Opinión | CALEIDOSCOPIO

Europa

Escuchando a los líderes de los partidos de extrema derecha de cada país europeo y a algunos de otros continentes como el norteamericano Trump, uno reconoce sin esfuerzo los discursos de sus predecesores de la época de entreguerras o de los años de la República

Imagen del Parlamento europeo en Estrasburgo.

Imagen del Parlamento europeo en Estrasburgo. / Álex Flores / EP

Durante años, los españoles y los portugueses fuimos los más europeístas porque veíamos en Europa la tabla de salvación que nos libraría de una nueva regresión al pasado representado por los herederos de las dictaduras de Franco y de Salazar. Aún sin conocer Europa, muchísimos españoles y portugueses apoyaban ciegamente la pertenencia a ella conscientes de que les garantizaba un presente y un futuro democráticos que les libraría de sus pasados terribles.

Esa idea funcional de Europa se fue contaminando poco a poco de reproches y abstención a medida que el pasado iba quedando en la historia para las nuevas generaciones, que lo que ven en Europa es burocracia y aburrimiento y no la garantía de un mutuo apoyo continental que nos ayuda a seguir creciendo a todos los europeos y, sobre todo, a tener una voz común ante los grandes estados del mundo, principalmente los tres gigantes económicos: Estados Unidos, Rusia y China. Europa, como un cuarto gran Estado supranacional, tiene el peso que, uno por uno, no tendría ninguno de sus países miembros y, por lo tanto, el respeto de la comunidad internacional, tan determinante. Por eso, alguno de esos Estados que compiten con Europa tratan de resquebrajarla sabedores de que desunidos los países europeos son presas fáciles de su ambición.

Esa misma intención anima a los que últimamente vemos crecer ayudados por la desmemoria de las generaciones de europeos más recientes y que consideran a Europa un freno para sus pretensiones involucionistas, que durante años estaban larvadas en el subconsciente de muchos pero que poco a poco han ido aflorando en las sociedades europeas como sucediera en los años previos a las dos grandes guerras mundiales y a la propia guerra civil española. Escuchando a los líderes de los partidos de extrema derecha de cada país europeo y a algunos de otros continentes como el norteamericano Trump, uno reconoce sin esfuerzo los discursos de sus predecesores de la época de entreguerras o de los años de la República, en el caso de España, sólo hay que cambiar sus nombres.

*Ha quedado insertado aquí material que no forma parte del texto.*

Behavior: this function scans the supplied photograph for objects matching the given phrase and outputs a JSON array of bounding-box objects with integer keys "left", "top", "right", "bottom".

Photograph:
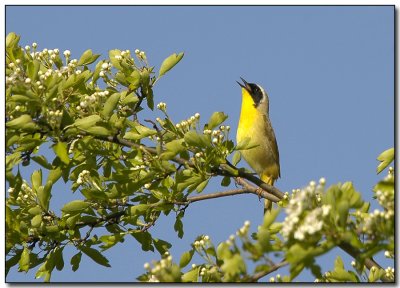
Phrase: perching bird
[{"left": 236, "top": 77, "right": 281, "bottom": 213}]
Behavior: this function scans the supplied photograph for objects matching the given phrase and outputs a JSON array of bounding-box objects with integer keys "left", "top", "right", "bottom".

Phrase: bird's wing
[{"left": 263, "top": 115, "right": 281, "bottom": 177}]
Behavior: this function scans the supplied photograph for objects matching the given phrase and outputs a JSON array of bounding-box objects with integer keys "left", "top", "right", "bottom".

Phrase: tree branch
[
  {"left": 173, "top": 185, "right": 279, "bottom": 205},
  {"left": 338, "top": 242, "right": 394, "bottom": 282},
  {"left": 95, "top": 136, "right": 284, "bottom": 202},
  {"left": 249, "top": 260, "right": 289, "bottom": 282}
]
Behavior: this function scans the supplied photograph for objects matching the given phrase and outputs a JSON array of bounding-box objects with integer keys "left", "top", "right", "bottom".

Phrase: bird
[{"left": 236, "top": 77, "right": 281, "bottom": 214}]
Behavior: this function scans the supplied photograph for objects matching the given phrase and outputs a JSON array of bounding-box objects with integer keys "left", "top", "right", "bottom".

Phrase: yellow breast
[{"left": 236, "top": 89, "right": 279, "bottom": 183}]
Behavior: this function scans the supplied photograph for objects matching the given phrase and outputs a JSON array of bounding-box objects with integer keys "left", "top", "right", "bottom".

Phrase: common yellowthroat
[{"left": 236, "top": 77, "right": 281, "bottom": 213}]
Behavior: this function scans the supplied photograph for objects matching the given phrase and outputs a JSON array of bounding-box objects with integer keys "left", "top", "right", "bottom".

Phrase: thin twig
[
  {"left": 338, "top": 242, "right": 394, "bottom": 282},
  {"left": 249, "top": 260, "right": 289, "bottom": 282},
  {"left": 96, "top": 136, "right": 284, "bottom": 202}
]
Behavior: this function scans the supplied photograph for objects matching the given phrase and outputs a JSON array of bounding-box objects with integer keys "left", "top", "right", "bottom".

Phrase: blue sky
[{"left": 6, "top": 6, "right": 394, "bottom": 282}]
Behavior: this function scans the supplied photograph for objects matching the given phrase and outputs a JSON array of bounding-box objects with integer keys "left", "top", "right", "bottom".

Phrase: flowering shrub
[{"left": 5, "top": 33, "right": 395, "bottom": 282}]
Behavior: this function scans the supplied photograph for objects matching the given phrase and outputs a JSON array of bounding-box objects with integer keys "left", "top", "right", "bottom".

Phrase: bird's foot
[
  {"left": 235, "top": 177, "right": 242, "bottom": 187},
  {"left": 256, "top": 187, "right": 264, "bottom": 200}
]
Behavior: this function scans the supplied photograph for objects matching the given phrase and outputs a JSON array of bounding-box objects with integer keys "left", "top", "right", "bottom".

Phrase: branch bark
[
  {"left": 249, "top": 260, "right": 289, "bottom": 282},
  {"left": 338, "top": 242, "right": 394, "bottom": 282},
  {"left": 96, "top": 136, "right": 284, "bottom": 202}
]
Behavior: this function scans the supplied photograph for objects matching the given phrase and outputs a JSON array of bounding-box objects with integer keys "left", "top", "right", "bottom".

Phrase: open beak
[{"left": 236, "top": 77, "right": 251, "bottom": 93}]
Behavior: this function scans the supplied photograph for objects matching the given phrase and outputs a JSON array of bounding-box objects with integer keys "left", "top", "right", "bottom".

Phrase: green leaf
[
  {"left": 54, "top": 247, "right": 64, "bottom": 271},
  {"left": 221, "top": 254, "right": 246, "bottom": 278},
  {"left": 196, "top": 178, "right": 210, "bottom": 193},
  {"left": 47, "top": 166, "right": 62, "bottom": 185},
  {"left": 73, "top": 115, "right": 101, "bottom": 129},
  {"left": 128, "top": 204, "right": 150, "bottom": 216},
  {"left": 337, "top": 201, "right": 349, "bottom": 227},
  {"left": 78, "top": 49, "right": 100, "bottom": 66},
  {"left": 6, "top": 32, "right": 20, "bottom": 48},
  {"left": 160, "top": 139, "right": 186, "bottom": 160},
  {"left": 263, "top": 207, "right": 281, "bottom": 228},
  {"left": 126, "top": 70, "right": 141, "bottom": 91},
  {"left": 131, "top": 231, "right": 154, "bottom": 251},
  {"left": 108, "top": 49, "right": 122, "bottom": 70},
  {"left": 31, "top": 214, "right": 42, "bottom": 228},
  {"left": 221, "top": 176, "right": 231, "bottom": 187},
  {"left": 182, "top": 267, "right": 200, "bottom": 282},
  {"left": 153, "top": 238, "right": 172, "bottom": 255},
  {"left": 31, "top": 155, "right": 53, "bottom": 169},
  {"left": 217, "top": 242, "right": 232, "bottom": 260},
  {"left": 124, "top": 125, "right": 157, "bottom": 140},
  {"left": 53, "top": 141, "right": 70, "bottom": 165},
  {"left": 174, "top": 213, "right": 184, "bottom": 239},
  {"left": 6, "top": 114, "right": 32, "bottom": 129},
  {"left": 235, "top": 137, "right": 258, "bottom": 150},
  {"left": 179, "top": 249, "right": 194, "bottom": 268},
  {"left": 101, "top": 93, "right": 121, "bottom": 119},
  {"left": 121, "top": 92, "right": 139, "bottom": 105},
  {"left": 31, "top": 169, "right": 42, "bottom": 192},
  {"left": 79, "top": 246, "right": 111, "bottom": 267},
  {"left": 158, "top": 52, "right": 184, "bottom": 77},
  {"left": 28, "top": 206, "right": 42, "bottom": 215},
  {"left": 184, "top": 130, "right": 211, "bottom": 148},
  {"left": 376, "top": 148, "right": 394, "bottom": 174},
  {"left": 368, "top": 266, "right": 385, "bottom": 282},
  {"left": 61, "top": 200, "right": 90, "bottom": 214},
  {"left": 18, "top": 247, "right": 30, "bottom": 272},
  {"left": 70, "top": 252, "right": 82, "bottom": 272},
  {"left": 27, "top": 59, "right": 40, "bottom": 82},
  {"left": 232, "top": 152, "right": 242, "bottom": 166},
  {"left": 207, "top": 112, "right": 228, "bottom": 130},
  {"left": 100, "top": 234, "right": 124, "bottom": 251},
  {"left": 85, "top": 126, "right": 111, "bottom": 136}
]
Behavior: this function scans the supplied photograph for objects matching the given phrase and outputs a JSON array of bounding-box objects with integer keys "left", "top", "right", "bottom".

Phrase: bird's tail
[{"left": 261, "top": 174, "right": 275, "bottom": 214}]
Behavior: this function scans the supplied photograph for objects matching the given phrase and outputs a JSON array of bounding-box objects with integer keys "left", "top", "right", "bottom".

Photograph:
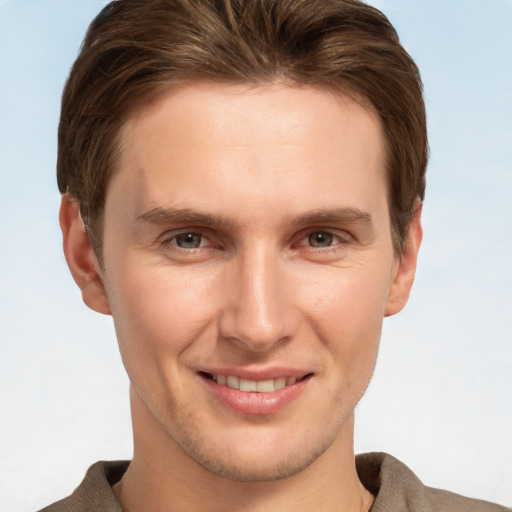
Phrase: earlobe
[
  {"left": 384, "top": 203, "right": 423, "bottom": 316},
  {"left": 59, "top": 194, "right": 111, "bottom": 315}
]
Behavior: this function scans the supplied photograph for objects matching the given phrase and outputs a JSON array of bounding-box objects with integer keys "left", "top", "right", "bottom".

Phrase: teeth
[
  {"left": 226, "top": 375, "right": 240, "bottom": 389},
  {"left": 212, "top": 375, "right": 297, "bottom": 393}
]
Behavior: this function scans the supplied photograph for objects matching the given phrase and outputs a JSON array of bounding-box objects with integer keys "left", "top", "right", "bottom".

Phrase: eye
[
  {"left": 307, "top": 231, "right": 337, "bottom": 247},
  {"left": 169, "top": 232, "right": 206, "bottom": 249}
]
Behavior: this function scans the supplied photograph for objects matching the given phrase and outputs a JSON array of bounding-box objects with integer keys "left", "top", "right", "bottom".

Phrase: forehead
[{"left": 106, "top": 83, "right": 387, "bottom": 224}]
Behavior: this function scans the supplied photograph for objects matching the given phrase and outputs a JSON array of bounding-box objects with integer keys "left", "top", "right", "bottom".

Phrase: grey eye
[
  {"left": 308, "top": 231, "right": 334, "bottom": 247},
  {"left": 176, "top": 233, "right": 203, "bottom": 249}
]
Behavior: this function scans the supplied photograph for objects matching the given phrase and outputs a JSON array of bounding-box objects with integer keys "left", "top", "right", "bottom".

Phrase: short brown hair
[{"left": 57, "top": 0, "right": 428, "bottom": 259}]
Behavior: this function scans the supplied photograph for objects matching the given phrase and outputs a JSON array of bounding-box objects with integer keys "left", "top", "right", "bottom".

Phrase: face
[{"left": 68, "top": 84, "right": 415, "bottom": 481}]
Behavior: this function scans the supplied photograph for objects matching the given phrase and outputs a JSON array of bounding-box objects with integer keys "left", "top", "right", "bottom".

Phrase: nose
[{"left": 219, "top": 248, "right": 299, "bottom": 352}]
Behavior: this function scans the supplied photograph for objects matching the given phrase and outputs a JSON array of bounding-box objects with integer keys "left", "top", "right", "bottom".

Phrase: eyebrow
[
  {"left": 294, "top": 208, "right": 373, "bottom": 227},
  {"left": 137, "top": 206, "right": 373, "bottom": 228},
  {"left": 137, "top": 206, "right": 239, "bottom": 227}
]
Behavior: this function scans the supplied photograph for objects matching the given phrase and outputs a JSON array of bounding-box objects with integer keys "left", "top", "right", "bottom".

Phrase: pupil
[{"left": 309, "top": 233, "right": 332, "bottom": 247}]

Un nuevo/viejo fantasma vuelve a recorrer Europa y la próxima semana, después de las elecciones al Parlamento Europeo, sabremos su auténtica dimensión, esa que ya comienza a preocupar a los europeos demócratas o debería empezar a preocuparles, pues cada vez es más agresiva y más estridente. Ayer mismo, en el Congreso español, en la votación de la Ley de Amnistía (una ley tan controvertida como democrática, puesto que se aprobó por mayoría de los parlamentarios como ordena la Constitución), los gritos y los insultos de la bancada de la ultraderecha superaron todo lo visto hasta ahora y dejaron clara la verdadera esencia ideológica de un partido nostálgico del franquismo y que acepta la democracia por necesidad, no por convicción. Y lo mismo sucede en otros parlamentos europeos, incluido el mismo de Europa, donde cada vez se advierte con más crudeza que los tiempos de las democracias tranquilas y respetuosas con los adversarios han pasado a la historia. El huevo de la serpiente que pocos vieron eclosionar en la primera mitad del pasado siglo y que tanta tragedia y muerte le trajo a Europa está volviendo a hincharse ante la estupefacción de muchos, que pensábamos que aquello ya formaba parte de las pesadillas de nuestra historia.

Dicho esto, parece claro que las elecciones europeas no son un simple trámite electoral ajeno a la gente común, a esos millones de habitantes que integramos ese proyecto de Estado común que es Europa pero que muchos contemplan como si no les fueran a afectar. Les van a afectar y mucho, sobre todo si el fascismo sigue creciendo y llega a mandar en Europa.